Even if you’re more amiable than we are, certainly you can understand why offers of help aren’t always welcome. Here, a few tricks we tuck up our sleeves for keeping people out of the way:
- Hand out discreet tasks. Tasks that take the helper OUT of the kitchen. Such as, “Would you take care of any flowers or gifts that show up?” or “Would you open the wine bottles?” or “Would you man (or woman) the music?” Even “Would you pass the hors d’oeuvres?”
- When you set the table early in the day, leave small things for later so that someone else can feel useful. Don’t put out the wine glasses. Or the napkins. Do, however, stack everything that’s needed neatly on the counter or sideboard, far out of your way, and be ready with specific instructions.
- Give insistent helpers noxious tasks to shoo them off. “Can you take out this bulging bag of dripping, greasy trash?” and “Would you mind walking the dog?

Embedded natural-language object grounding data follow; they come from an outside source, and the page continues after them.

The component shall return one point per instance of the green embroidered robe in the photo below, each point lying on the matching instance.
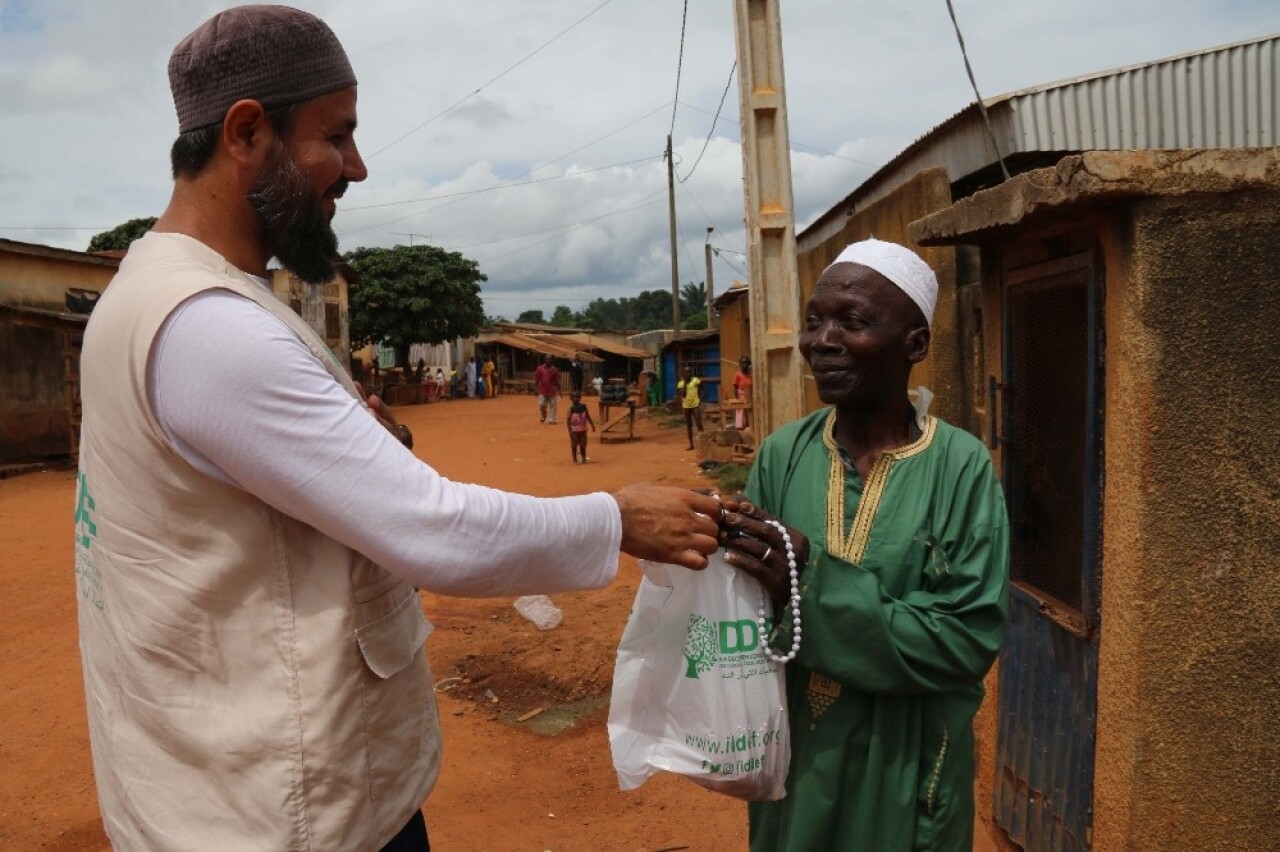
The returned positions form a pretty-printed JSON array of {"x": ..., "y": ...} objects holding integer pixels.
[{"x": 903, "y": 613}]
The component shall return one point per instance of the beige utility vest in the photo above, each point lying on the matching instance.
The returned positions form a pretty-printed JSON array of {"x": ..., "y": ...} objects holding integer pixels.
[{"x": 251, "y": 683}]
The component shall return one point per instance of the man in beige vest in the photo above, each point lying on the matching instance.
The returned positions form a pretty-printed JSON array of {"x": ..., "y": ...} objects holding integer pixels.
[{"x": 250, "y": 628}]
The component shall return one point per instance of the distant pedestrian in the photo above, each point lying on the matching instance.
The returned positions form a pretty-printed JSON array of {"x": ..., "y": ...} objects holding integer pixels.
[
  {"x": 547, "y": 380},
  {"x": 689, "y": 389},
  {"x": 579, "y": 418},
  {"x": 575, "y": 376},
  {"x": 489, "y": 372},
  {"x": 653, "y": 390},
  {"x": 743, "y": 392}
]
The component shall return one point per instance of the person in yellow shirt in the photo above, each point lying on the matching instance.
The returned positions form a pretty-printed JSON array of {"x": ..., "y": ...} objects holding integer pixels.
[
  {"x": 489, "y": 375},
  {"x": 689, "y": 390}
]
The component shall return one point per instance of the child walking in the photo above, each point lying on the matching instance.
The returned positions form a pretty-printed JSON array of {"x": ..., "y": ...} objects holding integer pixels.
[{"x": 579, "y": 418}]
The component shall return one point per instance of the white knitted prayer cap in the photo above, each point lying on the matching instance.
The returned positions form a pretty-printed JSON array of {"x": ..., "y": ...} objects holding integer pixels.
[{"x": 901, "y": 266}]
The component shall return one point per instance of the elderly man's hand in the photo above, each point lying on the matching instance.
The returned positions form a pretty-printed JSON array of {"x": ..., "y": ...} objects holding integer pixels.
[
  {"x": 670, "y": 525},
  {"x": 757, "y": 548},
  {"x": 385, "y": 417}
]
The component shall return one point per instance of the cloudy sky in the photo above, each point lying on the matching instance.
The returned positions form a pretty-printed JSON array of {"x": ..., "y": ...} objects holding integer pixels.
[{"x": 529, "y": 136}]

Here, you’ll probably need a few, um, bags.” or even “Can you help me find the toilet plunger?”
That said, you might be the type who likes a group event in the kitchen. If so, consider a few ways to wrangle the herd of well-intentioned—or know-it-all—do-gooders:
- Break the recipes into small, doable tasks for your sous chefs. Chop the onion (demonstrate what size chunks you need, if you’re finicky, otherwise this is only going to create more work and frustration for you). Mince the garlic (ditto). Stem the thyme. By the way, you’ll need to clear some counter space and reserve several cutting boards.
- Copy or print off the recipes. You can’t all share one book, dog-eared magazine, fingerprinted laptop, or greasy iPad.
- Label your cabinets. Sounds waaaaaay OCD, but it’ll save lots of frustration. Just think, a few discreet Post-its will keep you from repeatedly answering “Where are the glasses?” or “Where are the knives?” Plus these’ll help when it comes time to clean up, as there’ll be no guessing where the casserole dishes go—or where they went.
And because we like to say to ourselves after a dinner party that we’re done and in bed before our guests are even home, we’ve developed an efficient process of clean-up that starts soon after we clear the first course:
- Make sure you stock up on dish-washing soap, sponges, and the like before the holiday.
- Run the dishwasher between courses, for what we think are obvious reasons.
- Wash in sequence. Don’t do a fork, a glass, a plate, a fork, a spoon. Wash the silverware at one go, then the glasses. You can establish a flow—and fill or drain the sink as needed.
- Finally, offer distinct clues that the party’s over. (And no, you’re not nixing offers of help by shooing people out the door, because most people—aside from your mother—tend to skedaddle anyway as soon as dish towels appear.) Turn up the lights. Turn off the music. Turn up the heat. If all else fails, go upstairs and put on your PJs. Ask your uncle if he still wants the government out of his Medicare. That never fails to clear the room.